Meine Kindheit verbrachte ich neben einem Bauernhof. Fast jeden Tag habe ich dort mit meiner Freundin in den Scheunen und Wiesen gespielt. Katzen gab es dort jede Menge, man sah sie nur nie. Doch wenn man mal wieder barfuss – wie Kinder das im Sommer so machen- durch den Hof ging, stand man oft in einer Hinterlassenschaft! Mäusereste…
Kein Wunder das meine Meinung über Katzen nicht gerade positiv war. Deshalb entschieden mein Bruder und ich uns damals für einen Hund als die Haustierfrage aufkam. Lucy nannten wir sie, eine charmante aber total gefräßige Dackeldame die genau weiß, wie sie ihren Kopf durch die Wand kriegt. Als ich dann zu Hause auszog, hatte ich von Haustieren erst mal genug.
Es war ein Freitag Abend da lernte ich durch einen Zufall meinen Lebensgefährten kennen. Von heute auf morgen zog er bei mir ein. Seit dem ist er aus meinem Leben nicht mehr weg-zudenken als wäre er schon immer da gewesen.
Er ist ein echter Katzenliebhaber und als die Monate dahingingen vermisste er die Gesell-schaft der süßen Stubentiger immer mehr. Als wir dann in eine größere Wohnung zogen, hatte er mich so gut wie überredet. Trotz allem war ich skeptisch. Schwarz sollte die Katze sein, da ich fast nur schwarze Kleidung trage. Ein Kater sollte es sein. Auf alle Fälle wollte ich einen aus dem Tierheim retten und ihm ein neues zu Hause geben. Doch die Unent-schlossenheit trieb die Zeit voran und wir vergaßen die Sache erst einmal. Als ich eines Morgens zur Arbeit ging sah ich, dass irgend etwas an unserem Kompost war, der draußen auf der Fensterbank stand. Das kam immer öfter vor. Wir dachten schon an einen Waschbär oder ihh -Ratten? Aber es war weit und breit nichts zu sehen außer die auf der Fußmatte verstreuten Hühnerknochen.
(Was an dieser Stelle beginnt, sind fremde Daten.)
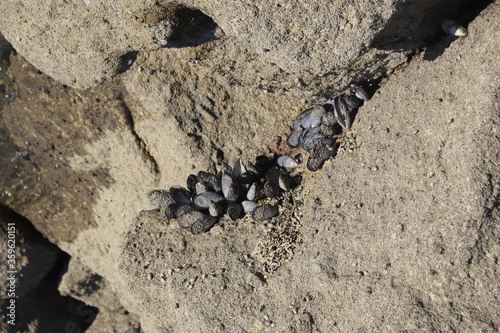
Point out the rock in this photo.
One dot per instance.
(401, 229)
(32, 303)
(33, 256)
(82, 44)
(83, 284)
(318, 37)
(80, 165)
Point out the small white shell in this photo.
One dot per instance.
(287, 162)
(238, 169)
(248, 206)
(453, 28)
(362, 94)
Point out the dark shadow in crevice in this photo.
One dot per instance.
(42, 304)
(414, 23)
(407, 31)
(126, 61)
(441, 41)
(193, 28)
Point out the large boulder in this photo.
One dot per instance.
(397, 233)
(83, 43)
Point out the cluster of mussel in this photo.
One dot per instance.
(315, 128)
(233, 191)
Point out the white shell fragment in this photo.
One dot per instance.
(453, 28)
(287, 162)
(362, 94)
(248, 206)
(238, 169)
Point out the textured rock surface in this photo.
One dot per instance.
(34, 257)
(82, 43)
(85, 285)
(38, 266)
(395, 233)
(398, 235)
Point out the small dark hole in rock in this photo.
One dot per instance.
(193, 28)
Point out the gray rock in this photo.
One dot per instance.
(400, 233)
(81, 44)
(32, 255)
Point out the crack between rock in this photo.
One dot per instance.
(129, 119)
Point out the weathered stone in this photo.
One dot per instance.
(399, 234)
(83, 43)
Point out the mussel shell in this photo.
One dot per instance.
(453, 28)
(329, 119)
(342, 112)
(210, 179)
(307, 143)
(191, 182)
(214, 209)
(353, 102)
(252, 169)
(202, 200)
(226, 182)
(169, 211)
(160, 198)
(287, 162)
(183, 209)
(271, 189)
(180, 195)
(226, 169)
(202, 225)
(264, 212)
(253, 192)
(234, 192)
(238, 169)
(248, 206)
(293, 140)
(319, 154)
(362, 94)
(200, 188)
(187, 220)
(284, 182)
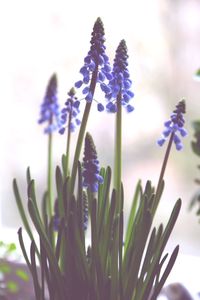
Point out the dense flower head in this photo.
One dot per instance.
(50, 112)
(69, 112)
(97, 62)
(175, 125)
(91, 176)
(120, 84)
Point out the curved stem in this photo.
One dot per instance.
(49, 178)
(68, 147)
(161, 177)
(82, 130)
(118, 153)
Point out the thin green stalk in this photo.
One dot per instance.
(160, 180)
(68, 147)
(82, 130)
(49, 178)
(118, 153)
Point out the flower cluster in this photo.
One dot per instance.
(174, 125)
(85, 211)
(91, 176)
(69, 112)
(120, 84)
(96, 62)
(50, 108)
Es war wieder ein Freitag Abend, da kam ein guter Freund zu Besuch. Ich machte die Tür auf und noch bevor unser Besucher drinnen war -flitz- war da noch etwas anderes mit rein gekommen. Nach langem ködern mit Milch und Schinken konnten wir den Kleinen dann endlich hinter dem Sofa hervorlocken.
Ein wunderschöner schwarzer Kater, etwa 6 Jahre alt mit einem weißen Punkt auf der Brust. Wie bestellt saß er da und guckte mich mit seinen großen gelben Augen an – unglaublich! Etwas verwuschelt und verkratzt und hager – aber genau was ich mir vorgestellt hatte. Schon nach wenigen Tagen hatte mich der Kleine komplett um den Finger gewickelt. Jedes Vorurteil war von mir abgefallen und ich hatte mich sofort verliebt. Da ihn anscheinend niemand in der Gegend vermisste, haben wir ihn beim nächsten Umzug einfach mit uns genommen. Am Anfang war er sehr scheu. Noch heute lässt er sich nur ungern festhalten und hochheben. Er will selbst bestimmen wohin er geht.
Unser Kasper ist jetzt seit etwa drei Jahren bei uns und schafft es immer noch jeden Tag mich zum Lächeln zu bringen. Er macht seinem Namen alle Ehre, schlägt Purzelbäume und jagt seinen Schwanz. Morgens nach dem Aufstehen geht er immer mit mir ins Bad. Dort nimmt er neben dem Waschbecken auf einem Schrank platz. Dann machen wir uns erst mal fein. Er liebt es morgens mit einem feuchten warmen Papiertuch das Gesicht und die Augen geputzt zu bekommen. Dann gibt es Frühstück für meinen Kleinen. Noch eine Schale frisches Wasser an seinen Lieblings Fensterplatz und das Rollo ein Stück hoch – schon ist er glücklich. Wenn ich dann mittags heimkomme sitz er meistens schon draußen auf der Mauer und wartet auf mich. Mit lautem Schnurren begleitet er mich dann nach drinnen. Dort gibt es erst mal einen kleinen Schluck Milch und dann wird gekuschelt. Keinen einzigen Tag könnte ich mehr ohne meinen Brummel aushalten.
So hat das Schicksal meine beiden „Kater“ zu mir geführt!”